On April 6th, 1975 a Boeing 747 carrying ninety-nine Vietnamese orphans, and chartered by the Daily Mail newspaper landed at Heathrow airport. During the final days of the Vietnam War as North Vietnamese troops approached Saigon a scramble occurred to evacuate over two-thousand children from orphanages in the city as President Ford believed the Vietcong would have no mercy for abandoned infants, especially those fathered by American soldiers.
The plane that landed in the UK was the only one of its kind to land on British soil and was organised by the Daily Mail’s editor, David English, who was inspired by the American operation. His efforts received huge criticism at the time, and his actions were condemned as a publicity stunt. The Red Cross said that inadequate provision has been made to care for the children here and help should have been given to them in their homeland. Sadly of the ninety-nine, three died in hospital soon after their arrival, fifty-one were eventually adopted and the rest, including some disabled children were placed in the care system.
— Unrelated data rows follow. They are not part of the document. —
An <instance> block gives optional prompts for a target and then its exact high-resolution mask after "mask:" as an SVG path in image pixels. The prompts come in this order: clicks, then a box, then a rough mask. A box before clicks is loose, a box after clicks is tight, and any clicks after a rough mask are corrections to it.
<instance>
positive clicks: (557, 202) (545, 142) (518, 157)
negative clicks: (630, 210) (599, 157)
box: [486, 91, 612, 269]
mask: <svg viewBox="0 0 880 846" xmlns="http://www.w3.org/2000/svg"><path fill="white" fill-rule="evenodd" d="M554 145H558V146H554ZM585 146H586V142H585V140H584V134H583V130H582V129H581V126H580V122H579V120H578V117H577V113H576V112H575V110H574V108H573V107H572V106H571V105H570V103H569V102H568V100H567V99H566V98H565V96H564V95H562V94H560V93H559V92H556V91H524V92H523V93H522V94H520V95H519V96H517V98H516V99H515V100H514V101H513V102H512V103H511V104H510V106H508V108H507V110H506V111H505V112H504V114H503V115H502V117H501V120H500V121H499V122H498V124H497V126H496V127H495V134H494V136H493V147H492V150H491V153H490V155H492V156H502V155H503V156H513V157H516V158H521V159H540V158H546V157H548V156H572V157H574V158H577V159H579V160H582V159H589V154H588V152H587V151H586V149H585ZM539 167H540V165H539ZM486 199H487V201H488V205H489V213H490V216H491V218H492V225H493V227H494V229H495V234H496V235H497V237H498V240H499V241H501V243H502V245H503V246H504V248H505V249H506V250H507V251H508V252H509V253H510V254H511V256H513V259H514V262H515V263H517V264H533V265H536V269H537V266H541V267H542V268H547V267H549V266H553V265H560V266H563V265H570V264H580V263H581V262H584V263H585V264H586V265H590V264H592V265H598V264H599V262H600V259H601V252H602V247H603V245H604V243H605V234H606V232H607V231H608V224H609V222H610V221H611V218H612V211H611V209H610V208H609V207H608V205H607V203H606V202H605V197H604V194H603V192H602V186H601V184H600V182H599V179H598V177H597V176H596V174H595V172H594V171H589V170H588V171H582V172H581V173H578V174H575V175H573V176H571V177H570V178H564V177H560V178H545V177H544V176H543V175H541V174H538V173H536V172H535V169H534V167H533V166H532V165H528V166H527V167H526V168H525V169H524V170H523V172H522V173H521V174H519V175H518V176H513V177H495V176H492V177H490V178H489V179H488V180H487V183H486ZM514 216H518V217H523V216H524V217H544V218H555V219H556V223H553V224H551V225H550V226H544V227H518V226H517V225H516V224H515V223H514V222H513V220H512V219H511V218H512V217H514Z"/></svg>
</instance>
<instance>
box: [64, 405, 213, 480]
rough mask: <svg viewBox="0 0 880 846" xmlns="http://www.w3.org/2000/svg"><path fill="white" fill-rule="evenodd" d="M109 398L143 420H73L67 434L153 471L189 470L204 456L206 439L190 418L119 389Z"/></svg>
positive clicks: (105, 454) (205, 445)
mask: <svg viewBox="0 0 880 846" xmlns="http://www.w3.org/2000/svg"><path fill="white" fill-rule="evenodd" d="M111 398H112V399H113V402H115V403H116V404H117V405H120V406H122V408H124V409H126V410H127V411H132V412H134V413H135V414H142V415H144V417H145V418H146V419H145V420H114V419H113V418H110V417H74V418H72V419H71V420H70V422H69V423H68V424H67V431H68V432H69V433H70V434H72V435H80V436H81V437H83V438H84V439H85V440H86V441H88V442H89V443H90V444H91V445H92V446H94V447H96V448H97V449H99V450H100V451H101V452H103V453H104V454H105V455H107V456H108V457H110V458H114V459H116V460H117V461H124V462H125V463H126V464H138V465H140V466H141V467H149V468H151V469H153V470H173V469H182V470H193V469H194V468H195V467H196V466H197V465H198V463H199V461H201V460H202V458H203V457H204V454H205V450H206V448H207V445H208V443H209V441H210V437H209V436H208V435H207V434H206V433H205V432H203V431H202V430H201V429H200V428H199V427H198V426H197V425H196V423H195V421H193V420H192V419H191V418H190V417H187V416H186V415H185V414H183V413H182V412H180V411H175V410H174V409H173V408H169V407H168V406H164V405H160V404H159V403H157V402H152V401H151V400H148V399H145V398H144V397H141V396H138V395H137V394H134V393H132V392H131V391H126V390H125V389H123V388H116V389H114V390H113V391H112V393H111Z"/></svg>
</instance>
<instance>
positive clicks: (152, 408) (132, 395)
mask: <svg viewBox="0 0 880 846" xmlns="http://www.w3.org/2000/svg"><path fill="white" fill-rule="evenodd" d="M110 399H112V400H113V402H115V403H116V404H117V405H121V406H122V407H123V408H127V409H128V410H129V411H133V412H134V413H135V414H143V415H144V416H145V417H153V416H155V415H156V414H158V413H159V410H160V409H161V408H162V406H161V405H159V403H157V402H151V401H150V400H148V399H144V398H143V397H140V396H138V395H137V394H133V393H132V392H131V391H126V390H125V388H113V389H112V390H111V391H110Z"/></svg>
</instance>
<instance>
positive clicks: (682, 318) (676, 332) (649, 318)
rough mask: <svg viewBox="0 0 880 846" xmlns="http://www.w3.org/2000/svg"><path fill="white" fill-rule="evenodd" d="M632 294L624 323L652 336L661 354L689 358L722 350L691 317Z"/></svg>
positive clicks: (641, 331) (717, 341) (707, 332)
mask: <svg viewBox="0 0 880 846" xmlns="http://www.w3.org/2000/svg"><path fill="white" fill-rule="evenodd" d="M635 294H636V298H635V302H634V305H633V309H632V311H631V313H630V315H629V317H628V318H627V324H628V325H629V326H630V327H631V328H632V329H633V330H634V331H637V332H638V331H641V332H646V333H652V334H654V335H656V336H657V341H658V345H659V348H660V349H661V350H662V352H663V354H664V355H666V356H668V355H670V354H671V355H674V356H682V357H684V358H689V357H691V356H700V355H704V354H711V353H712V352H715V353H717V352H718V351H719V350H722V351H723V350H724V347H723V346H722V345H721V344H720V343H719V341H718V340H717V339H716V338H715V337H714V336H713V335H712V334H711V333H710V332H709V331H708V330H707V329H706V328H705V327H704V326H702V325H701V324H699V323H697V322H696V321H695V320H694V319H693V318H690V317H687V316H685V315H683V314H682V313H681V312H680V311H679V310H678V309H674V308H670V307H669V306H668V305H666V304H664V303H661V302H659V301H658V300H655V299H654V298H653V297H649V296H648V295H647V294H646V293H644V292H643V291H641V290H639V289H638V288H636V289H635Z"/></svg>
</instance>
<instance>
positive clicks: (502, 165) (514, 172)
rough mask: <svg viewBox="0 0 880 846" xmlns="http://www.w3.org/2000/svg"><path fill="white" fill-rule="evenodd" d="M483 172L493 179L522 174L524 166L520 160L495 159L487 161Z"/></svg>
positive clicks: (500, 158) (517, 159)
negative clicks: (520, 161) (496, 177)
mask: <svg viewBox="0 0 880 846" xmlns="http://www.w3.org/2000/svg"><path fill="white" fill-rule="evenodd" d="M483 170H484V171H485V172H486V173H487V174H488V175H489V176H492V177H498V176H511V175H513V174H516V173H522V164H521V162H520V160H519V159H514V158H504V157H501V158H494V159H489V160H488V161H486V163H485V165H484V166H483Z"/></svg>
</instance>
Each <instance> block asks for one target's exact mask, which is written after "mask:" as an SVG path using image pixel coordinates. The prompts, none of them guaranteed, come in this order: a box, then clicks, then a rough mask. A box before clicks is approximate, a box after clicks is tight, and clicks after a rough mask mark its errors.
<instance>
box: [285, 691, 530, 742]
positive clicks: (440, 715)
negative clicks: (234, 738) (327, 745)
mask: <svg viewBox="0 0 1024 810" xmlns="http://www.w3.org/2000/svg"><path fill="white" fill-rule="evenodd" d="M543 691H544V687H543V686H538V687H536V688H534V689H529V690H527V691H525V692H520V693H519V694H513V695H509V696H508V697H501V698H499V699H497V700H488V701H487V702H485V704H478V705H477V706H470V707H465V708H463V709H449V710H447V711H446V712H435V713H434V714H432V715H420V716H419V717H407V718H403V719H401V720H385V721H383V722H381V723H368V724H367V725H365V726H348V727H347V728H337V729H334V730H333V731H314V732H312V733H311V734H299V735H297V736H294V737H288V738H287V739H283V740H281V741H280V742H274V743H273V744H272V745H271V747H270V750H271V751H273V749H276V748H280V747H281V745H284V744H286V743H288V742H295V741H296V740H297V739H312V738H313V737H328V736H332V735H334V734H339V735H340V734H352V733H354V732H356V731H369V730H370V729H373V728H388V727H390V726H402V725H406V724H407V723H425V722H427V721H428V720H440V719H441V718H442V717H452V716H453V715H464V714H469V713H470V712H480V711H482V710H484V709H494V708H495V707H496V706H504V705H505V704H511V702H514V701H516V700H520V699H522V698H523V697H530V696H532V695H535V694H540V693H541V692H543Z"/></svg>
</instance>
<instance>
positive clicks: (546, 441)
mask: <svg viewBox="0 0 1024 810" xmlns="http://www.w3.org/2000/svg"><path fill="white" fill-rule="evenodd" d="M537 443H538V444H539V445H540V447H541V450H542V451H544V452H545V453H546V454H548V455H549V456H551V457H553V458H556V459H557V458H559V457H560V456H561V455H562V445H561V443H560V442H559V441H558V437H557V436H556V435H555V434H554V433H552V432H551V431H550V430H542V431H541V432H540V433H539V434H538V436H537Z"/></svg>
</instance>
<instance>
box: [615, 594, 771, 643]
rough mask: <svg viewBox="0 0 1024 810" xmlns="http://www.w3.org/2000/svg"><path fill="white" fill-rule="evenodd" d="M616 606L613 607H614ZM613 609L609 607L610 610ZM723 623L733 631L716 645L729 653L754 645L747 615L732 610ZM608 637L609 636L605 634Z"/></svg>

In America the operation was a greater success and nearly all of the 2,204 children airlifted there were adopted within a few months, however sadly, one hundred and fifty orphans and twenty-eight adults lost their lives when an American transport plane made an emergency landing after a door blew out in the early stages of the operation. Publicity stunt or not, we’ll never really know how many lives the Daily Mail’s editor saved on this very day, back 1975.